Yesterday was Small Business Saturday. At our local bookstore I bought Mary Oliver's new book of poetry, Felicity. It will make a wonderful holiday gift for all the Mary Oliver fans and poets on your shopping list.

I couldn't resist reading it before I gift it.

Here's my favorite:

A Voice from I Don't Know Where
by Mary Oliver

It seems you love this world very much.
     "Yes," I said. "This beautiful world."

And you don't mind the mind, that keeps you
     busy all the time with its dark and bright wonderings?
     "No, I'm quite use to it. Busy, busy,
     all the time."

And you don't mind living with those questions,
     I mean the hard ones, that no one can answer?
     "Actually, they're the most interesting."

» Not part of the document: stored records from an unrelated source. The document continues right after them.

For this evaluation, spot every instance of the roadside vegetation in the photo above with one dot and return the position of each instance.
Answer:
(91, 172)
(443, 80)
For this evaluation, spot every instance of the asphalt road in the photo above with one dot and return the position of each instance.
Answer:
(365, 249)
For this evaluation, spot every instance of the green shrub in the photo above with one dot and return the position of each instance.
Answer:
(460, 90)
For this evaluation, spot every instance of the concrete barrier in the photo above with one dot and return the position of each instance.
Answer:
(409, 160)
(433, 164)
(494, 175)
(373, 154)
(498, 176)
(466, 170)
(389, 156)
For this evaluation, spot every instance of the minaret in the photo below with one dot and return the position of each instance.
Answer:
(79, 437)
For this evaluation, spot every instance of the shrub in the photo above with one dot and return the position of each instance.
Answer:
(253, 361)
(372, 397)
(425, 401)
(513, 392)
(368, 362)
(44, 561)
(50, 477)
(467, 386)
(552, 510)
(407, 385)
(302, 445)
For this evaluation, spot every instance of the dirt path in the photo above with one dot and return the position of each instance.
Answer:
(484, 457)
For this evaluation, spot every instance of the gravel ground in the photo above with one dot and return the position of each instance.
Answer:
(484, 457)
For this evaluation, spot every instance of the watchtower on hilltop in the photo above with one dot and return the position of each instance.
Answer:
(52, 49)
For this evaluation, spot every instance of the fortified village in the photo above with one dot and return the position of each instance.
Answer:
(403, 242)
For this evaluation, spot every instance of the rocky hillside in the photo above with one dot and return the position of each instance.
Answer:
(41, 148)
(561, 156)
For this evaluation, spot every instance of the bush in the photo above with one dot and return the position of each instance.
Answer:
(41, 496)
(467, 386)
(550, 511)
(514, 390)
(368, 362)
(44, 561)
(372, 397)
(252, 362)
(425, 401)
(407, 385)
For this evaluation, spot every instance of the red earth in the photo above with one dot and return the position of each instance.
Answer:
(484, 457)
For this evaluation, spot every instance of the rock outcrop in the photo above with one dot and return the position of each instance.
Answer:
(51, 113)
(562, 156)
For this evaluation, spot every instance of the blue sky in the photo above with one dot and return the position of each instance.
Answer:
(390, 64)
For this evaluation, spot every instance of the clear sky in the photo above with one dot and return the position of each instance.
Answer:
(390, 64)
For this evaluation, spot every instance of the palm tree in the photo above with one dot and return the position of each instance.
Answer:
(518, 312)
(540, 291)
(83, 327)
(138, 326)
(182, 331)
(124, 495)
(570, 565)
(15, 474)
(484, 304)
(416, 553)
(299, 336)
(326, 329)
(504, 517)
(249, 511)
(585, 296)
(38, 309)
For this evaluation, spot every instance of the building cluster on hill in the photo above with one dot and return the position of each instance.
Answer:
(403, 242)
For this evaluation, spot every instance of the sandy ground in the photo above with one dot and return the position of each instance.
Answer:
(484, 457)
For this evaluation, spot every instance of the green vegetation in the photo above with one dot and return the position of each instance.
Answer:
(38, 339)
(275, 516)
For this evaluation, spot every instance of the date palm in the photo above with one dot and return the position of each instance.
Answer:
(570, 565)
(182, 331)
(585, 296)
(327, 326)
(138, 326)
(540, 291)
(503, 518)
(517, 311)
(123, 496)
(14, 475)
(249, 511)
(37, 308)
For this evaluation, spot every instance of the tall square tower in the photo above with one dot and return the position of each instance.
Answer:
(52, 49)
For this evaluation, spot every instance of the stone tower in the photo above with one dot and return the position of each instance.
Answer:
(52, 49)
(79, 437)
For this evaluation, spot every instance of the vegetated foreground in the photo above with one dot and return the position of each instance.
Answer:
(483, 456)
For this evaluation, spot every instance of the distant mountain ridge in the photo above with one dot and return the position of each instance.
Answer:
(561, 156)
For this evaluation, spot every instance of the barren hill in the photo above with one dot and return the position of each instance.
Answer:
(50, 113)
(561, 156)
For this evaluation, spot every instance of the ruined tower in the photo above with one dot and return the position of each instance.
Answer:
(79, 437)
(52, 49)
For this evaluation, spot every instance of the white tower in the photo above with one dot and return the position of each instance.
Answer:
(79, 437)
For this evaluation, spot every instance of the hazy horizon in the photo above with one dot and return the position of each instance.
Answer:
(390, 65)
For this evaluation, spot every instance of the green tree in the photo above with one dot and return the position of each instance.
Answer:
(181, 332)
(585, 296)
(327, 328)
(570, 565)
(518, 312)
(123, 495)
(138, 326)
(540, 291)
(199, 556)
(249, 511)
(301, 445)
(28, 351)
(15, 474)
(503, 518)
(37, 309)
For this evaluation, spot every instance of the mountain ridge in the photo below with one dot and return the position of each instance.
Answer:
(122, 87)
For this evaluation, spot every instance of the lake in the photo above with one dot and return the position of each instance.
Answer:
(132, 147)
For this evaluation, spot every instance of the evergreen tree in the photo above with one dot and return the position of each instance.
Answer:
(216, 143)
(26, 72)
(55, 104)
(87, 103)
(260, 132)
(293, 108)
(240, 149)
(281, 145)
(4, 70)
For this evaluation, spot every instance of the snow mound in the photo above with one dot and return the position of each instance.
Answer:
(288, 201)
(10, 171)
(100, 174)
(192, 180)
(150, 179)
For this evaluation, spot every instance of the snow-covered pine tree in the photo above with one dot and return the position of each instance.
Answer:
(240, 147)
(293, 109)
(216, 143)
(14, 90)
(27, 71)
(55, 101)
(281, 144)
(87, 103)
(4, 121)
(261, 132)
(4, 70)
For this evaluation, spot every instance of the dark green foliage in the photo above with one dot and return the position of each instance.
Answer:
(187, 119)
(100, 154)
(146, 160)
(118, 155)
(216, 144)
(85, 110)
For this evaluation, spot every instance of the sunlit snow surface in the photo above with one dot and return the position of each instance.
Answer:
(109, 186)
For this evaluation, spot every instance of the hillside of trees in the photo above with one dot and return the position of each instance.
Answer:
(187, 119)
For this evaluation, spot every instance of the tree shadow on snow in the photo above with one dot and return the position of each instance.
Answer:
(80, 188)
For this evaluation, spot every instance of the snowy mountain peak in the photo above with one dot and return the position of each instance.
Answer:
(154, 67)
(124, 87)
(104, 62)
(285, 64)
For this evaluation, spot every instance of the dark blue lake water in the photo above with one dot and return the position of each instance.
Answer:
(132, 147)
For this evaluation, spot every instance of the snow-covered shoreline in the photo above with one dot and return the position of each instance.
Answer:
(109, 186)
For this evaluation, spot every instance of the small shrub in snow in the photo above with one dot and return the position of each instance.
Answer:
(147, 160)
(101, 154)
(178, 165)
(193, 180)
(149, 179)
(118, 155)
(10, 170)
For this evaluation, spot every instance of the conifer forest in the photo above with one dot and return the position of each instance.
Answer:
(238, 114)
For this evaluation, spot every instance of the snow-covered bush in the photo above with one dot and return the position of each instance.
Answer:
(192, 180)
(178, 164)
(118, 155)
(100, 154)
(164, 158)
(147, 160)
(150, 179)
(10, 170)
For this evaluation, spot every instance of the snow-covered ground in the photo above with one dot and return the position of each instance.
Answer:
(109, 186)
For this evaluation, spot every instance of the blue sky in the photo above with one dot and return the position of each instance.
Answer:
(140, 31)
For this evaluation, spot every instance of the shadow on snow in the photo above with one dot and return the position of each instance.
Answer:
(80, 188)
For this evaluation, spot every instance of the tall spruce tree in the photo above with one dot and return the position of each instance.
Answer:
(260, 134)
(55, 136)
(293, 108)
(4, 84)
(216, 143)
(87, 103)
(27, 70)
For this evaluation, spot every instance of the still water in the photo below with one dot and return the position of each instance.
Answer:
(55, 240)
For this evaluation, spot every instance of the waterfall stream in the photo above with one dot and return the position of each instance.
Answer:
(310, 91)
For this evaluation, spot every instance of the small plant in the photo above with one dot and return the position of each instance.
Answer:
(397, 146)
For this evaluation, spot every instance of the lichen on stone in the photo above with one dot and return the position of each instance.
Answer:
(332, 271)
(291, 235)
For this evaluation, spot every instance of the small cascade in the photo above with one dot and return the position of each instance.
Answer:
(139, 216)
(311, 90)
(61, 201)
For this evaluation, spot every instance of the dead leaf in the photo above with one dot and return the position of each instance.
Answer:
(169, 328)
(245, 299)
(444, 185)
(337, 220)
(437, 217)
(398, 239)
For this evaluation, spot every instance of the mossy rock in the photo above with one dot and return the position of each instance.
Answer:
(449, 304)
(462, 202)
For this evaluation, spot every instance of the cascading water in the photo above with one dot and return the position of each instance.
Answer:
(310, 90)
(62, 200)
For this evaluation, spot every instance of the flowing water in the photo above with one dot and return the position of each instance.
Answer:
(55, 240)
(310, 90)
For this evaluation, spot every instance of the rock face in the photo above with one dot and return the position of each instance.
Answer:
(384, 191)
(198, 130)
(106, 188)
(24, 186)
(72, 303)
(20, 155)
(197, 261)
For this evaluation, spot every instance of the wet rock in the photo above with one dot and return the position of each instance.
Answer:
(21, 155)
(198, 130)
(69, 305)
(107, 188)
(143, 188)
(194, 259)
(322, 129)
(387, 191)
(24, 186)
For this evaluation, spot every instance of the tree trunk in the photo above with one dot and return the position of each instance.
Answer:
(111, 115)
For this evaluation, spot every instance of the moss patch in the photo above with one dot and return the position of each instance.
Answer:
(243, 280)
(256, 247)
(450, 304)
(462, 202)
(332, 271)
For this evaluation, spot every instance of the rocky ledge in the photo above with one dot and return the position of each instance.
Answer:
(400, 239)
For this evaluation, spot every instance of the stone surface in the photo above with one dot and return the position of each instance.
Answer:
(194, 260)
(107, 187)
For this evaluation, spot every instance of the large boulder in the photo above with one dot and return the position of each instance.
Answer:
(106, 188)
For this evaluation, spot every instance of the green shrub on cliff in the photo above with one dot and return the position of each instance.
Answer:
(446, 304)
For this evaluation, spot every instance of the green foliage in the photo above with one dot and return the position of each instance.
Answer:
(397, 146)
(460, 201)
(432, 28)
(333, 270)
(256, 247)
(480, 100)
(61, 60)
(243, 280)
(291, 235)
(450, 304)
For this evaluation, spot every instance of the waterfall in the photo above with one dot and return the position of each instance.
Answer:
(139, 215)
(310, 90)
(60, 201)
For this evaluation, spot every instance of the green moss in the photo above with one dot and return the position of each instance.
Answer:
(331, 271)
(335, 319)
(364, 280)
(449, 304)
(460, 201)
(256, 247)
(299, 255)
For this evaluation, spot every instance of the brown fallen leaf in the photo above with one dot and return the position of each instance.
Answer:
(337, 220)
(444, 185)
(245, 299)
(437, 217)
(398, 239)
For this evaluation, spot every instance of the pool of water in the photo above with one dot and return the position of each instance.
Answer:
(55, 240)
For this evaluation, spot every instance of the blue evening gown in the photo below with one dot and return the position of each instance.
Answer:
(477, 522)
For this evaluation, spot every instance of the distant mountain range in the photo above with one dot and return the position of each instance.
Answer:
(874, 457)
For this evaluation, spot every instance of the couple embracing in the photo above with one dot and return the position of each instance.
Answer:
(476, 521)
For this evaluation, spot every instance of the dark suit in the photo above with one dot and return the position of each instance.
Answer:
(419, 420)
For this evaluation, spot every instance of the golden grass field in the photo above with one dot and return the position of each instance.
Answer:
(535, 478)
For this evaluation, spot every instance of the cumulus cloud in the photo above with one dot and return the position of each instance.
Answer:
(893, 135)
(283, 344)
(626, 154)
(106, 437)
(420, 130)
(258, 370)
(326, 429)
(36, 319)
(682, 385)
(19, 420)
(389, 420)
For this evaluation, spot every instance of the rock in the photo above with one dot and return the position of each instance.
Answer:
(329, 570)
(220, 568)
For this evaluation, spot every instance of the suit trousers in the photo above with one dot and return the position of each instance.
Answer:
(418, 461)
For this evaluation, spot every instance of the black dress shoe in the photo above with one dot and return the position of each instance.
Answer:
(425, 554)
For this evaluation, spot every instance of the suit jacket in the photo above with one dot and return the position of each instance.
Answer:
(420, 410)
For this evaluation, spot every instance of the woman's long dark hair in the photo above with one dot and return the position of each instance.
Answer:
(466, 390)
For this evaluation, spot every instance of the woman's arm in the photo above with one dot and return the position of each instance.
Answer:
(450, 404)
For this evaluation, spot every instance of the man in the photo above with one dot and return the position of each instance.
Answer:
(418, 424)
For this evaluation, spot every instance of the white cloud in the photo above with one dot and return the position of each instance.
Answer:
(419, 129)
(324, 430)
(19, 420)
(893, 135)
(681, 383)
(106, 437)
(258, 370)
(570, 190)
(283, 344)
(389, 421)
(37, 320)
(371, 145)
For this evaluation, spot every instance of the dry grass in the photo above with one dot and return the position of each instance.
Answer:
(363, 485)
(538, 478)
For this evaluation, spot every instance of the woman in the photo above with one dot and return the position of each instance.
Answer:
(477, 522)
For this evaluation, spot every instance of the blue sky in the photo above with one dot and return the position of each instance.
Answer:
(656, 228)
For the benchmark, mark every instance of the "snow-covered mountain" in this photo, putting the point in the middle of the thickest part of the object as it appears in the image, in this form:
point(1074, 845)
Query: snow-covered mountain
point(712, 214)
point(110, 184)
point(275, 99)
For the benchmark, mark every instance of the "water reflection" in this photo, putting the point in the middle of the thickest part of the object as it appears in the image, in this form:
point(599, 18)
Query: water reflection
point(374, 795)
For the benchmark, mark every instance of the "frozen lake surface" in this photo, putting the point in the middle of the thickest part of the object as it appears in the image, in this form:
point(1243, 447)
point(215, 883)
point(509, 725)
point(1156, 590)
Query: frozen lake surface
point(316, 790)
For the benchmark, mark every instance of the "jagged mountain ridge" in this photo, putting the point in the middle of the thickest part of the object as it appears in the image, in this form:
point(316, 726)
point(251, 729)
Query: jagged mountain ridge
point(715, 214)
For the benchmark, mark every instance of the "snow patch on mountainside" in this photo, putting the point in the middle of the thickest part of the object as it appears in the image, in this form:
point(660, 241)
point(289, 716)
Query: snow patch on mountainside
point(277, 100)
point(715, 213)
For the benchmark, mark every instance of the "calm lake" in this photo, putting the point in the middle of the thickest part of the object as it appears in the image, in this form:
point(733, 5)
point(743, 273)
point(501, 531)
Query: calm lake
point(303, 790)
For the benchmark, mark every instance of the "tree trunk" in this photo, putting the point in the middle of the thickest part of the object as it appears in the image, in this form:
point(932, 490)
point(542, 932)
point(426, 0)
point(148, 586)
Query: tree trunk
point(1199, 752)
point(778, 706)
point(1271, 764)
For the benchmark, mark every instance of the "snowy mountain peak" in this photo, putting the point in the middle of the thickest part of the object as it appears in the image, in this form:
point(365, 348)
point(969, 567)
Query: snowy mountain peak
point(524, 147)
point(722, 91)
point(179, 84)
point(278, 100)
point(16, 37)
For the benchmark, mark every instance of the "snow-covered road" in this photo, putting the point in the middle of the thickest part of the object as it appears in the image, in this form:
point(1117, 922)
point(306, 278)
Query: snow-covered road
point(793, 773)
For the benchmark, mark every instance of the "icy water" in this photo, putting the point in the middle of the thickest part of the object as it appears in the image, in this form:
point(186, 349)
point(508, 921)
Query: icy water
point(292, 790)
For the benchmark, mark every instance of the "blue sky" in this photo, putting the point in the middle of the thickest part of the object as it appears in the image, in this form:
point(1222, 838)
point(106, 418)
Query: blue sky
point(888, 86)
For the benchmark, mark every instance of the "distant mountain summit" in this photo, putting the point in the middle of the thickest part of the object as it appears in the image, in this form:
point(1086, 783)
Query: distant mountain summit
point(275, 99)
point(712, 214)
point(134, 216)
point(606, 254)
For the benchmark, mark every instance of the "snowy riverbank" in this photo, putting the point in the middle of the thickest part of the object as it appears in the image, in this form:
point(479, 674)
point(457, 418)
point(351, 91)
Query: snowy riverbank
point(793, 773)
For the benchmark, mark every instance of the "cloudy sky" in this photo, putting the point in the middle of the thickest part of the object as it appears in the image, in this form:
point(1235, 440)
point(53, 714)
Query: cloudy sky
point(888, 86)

And you have a person in your life whose hand
     you like to hold?
     "Yes, I do."

It must surely, then, be very happy down there
     in your heart.
     "Yes," I said. "It is."

Monday, November 16, 2015

wherever you go for the rest of your life

“If you are lucky enough to have lived in Paris as a young man, then wherever you go for the rest of your life, it stays with you, for Paris is a moveable feast.” 
- Ernest Hemingway

Friday, November 6, 2015

create something new and better

Innovation is a mindset - a way of thinking - that creates something new and better.

This week I read The Innovator's Mindset 
by George Couros.

I highlighted more of the book than not. It may take several readings and re-readings before the entirety of the many ideas fully sink in. 

I have so many favorite parts and quotes. Here are just a few:
Change is an opportunity to do something amazing.
We forget that our responsibility isn't solely to teach memorization or the mechanics of a task but to spark a curiosity that empowers students to learn on their own. To wonder. To explore. To become leaders.
I believe education's why is to develop learners who create a better present and future.
When I use the term leaders, I'm not talking about bosses but people who have influence over and can make an impact on the world.
The world only cares about - and pays off on - what you can do with what you know (and it doesn't care how you learned it).
Innovation, though, starts not by providing answers but by asking questions. To be innovative, these questions focus on having empathy for those we serve.
And this bit comparing school vs learning:
School promotes starting by looking for answers. Learning promotes starting with questions. School is about consuming. Learning is about creating. School is about finding information on something prescribed for you. Learning is about exploring your passions and interests. School teaches compliance. Learning is about challenging preconceived norms. School is scheduled at certain times. Learning can happen any time, all of the time.
School often isolates. Learning is often social. School is standardized. Learning is personal. School teaches us to obtain information from certain people. Learning promotes that everyone is a teacher, and everyone is a learner. School is about giving you information. Learning is about making your own connections. School is sequential. Learning is random and non-linear. School is about surface-level thinking. Learning is about deep exploration.

I have followed George Couros on twitter (@gcouros) and have always been inspired by his posts and articles. When I saw that he had a new book out, I knew I had to read it. George's passion for innovation in education is exceptional. This book is a wonderful guide that is sure to inspire change.
Developing students into problem solvers and problem finders is crucial for their success

Learners need to be creative, innovative, interactive producers... not isolated consumers. We must promote and capitalize on open, connected learning. "My encouragement to you is to share your learning every step of the way, so others can benefit from your experiences."

I highly recommend Innovator's Mindset to all learners, teachers, parents, and leaders... so, really, anyone interested in critical thinking, productive citizens, and responsible decision makers.